The Nonnegotiable Priorities.
So what can we do? How can we take inventory and guard our hearts, our lives, and our time? Here are some guiding thoughts and some essential priorities to ensure that we have in our lives. Whatever else a child of God may neglect, let him not neglect these important, nonnegotiable priorities. I’ll list four.

1) HEARING FROM GOD BY READING SCRIPTURE.
You probably don’t go most days without eating food. In fact, like most of us, you probably eat multiple meals a day. You need it! You enjoy it! You take pleasure in it! How much more must man live not by physical bread for our bodies but by the spiritual food — the Bread of Heaven — for our souls. To live a healthy, flourishing, joy-filled, Christ-centered life, all believers must hear from God as they read Holy Scripture. Eternal life is to know God and to know Christ! Knowing God comes as we allow the Word of God to dwell richly within us. Let us put off anything that crowds out our private, intimate times of hearing from God as we read, study, examine, apply, and memorize His precious Word. Like an eye-gripping, beautiful garden, God’s Word has sweet flowers of delight, sweet fragrances of divine comfort, and endless buds to stop and consider, look at, and smell and enjoy to the fullest! Let us hear from God by reading His Word.

2) COMMUNING WITH GOD IN EARNEST PRAYER.
No Christian grows apart from prayer. What a man is on his knees before God, that is what he really is, and no other. A man may have riches, prosperity, prestige, fame, and influence but if he has not regular, fervent, prioritized, and heart-warming times of fellowship with God in prayer, he has much to learn in the Christian journey. Prayer is the holy incense that takes the sacrifice of our lives up to heaven. Prayer is the soul’s converse with heaven. To neglect prayer is to forfeit strength. To minimize prayer is to depend on self. To abandon prayer is to welcome backsliding. A man falls on his knees in private before he falls into great sin in public. A man who does not pray in private is on the highway to backsliding and sinful living. Let us wage war with the devil, with temptation, yes indeed, with our own hearts and fleshly desires! Let us commune with our gracious Father, our merciful Savior, and our comforting Spirit! Let us approach God’s holy throne as Christ Himself always intercedes for us as the Spirit of God takes our prayers to God for us.

3) INVOLVING YOURSELF RELENTLESSLY TO YOUR LOCAL CHURCH.
To follow Christ as one’s Head means that the Christian joins himself to Christ’s body, the Church. Just as a bodily limb cannot live severed from the body, so impossible is it for a Christian to live severed from a local assembly of believers. Don’t allow the busyness of life — sports, TV, social media, laziness, work, vacations — seize you from the precious Bride of Christ!
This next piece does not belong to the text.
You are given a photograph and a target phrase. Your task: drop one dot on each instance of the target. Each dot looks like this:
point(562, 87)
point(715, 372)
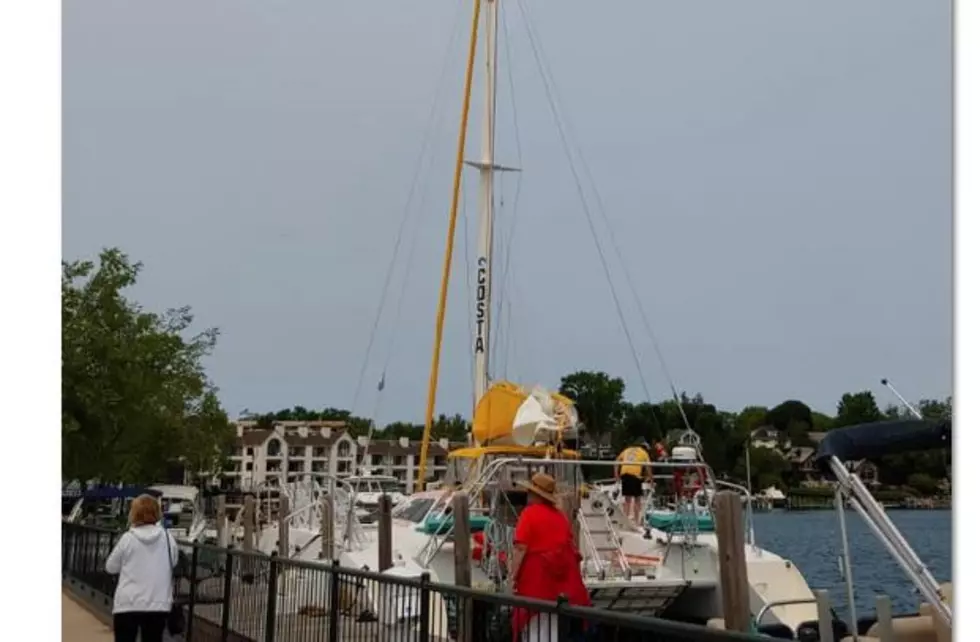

You need the Church! A local church should reside as the centerpoint of the believer’s life. Biblically, what we observe in Acts is that the believers made the community of believers, preaching, evangelism, and prayer the nucleus, the hub, the priority, the nonnegotiable priority in their lives. God used it. He matured them. They suffered much! He was glorified. Whatever you do: mortify the temptation and part with the thought that you don’t need Christ’s Church! You do!

4) MEDITATING ON TRUTH & EXAMINING YOUR SPIRITUAL CONDITION.
In an astounding verse at the end of 2 Corinthians, Paul writes to a church of believers and pastorally exhorts them to ‘examine themselves and see whether they’re in the faith’ (2 Cor 13.5). Believers must take spiritual inventory regularly. Where is there sin? Where am I being tempted? Where am I loving self more than loving Christ? Where are my idols? Am I hiding any sin at all in a private corner of my life? Am I loving the brethren? Am I walking in obedience to the truth as I practice righteousness? Am I believing the truth about Christ while submitting to Him and following Him? Let us examine our souls.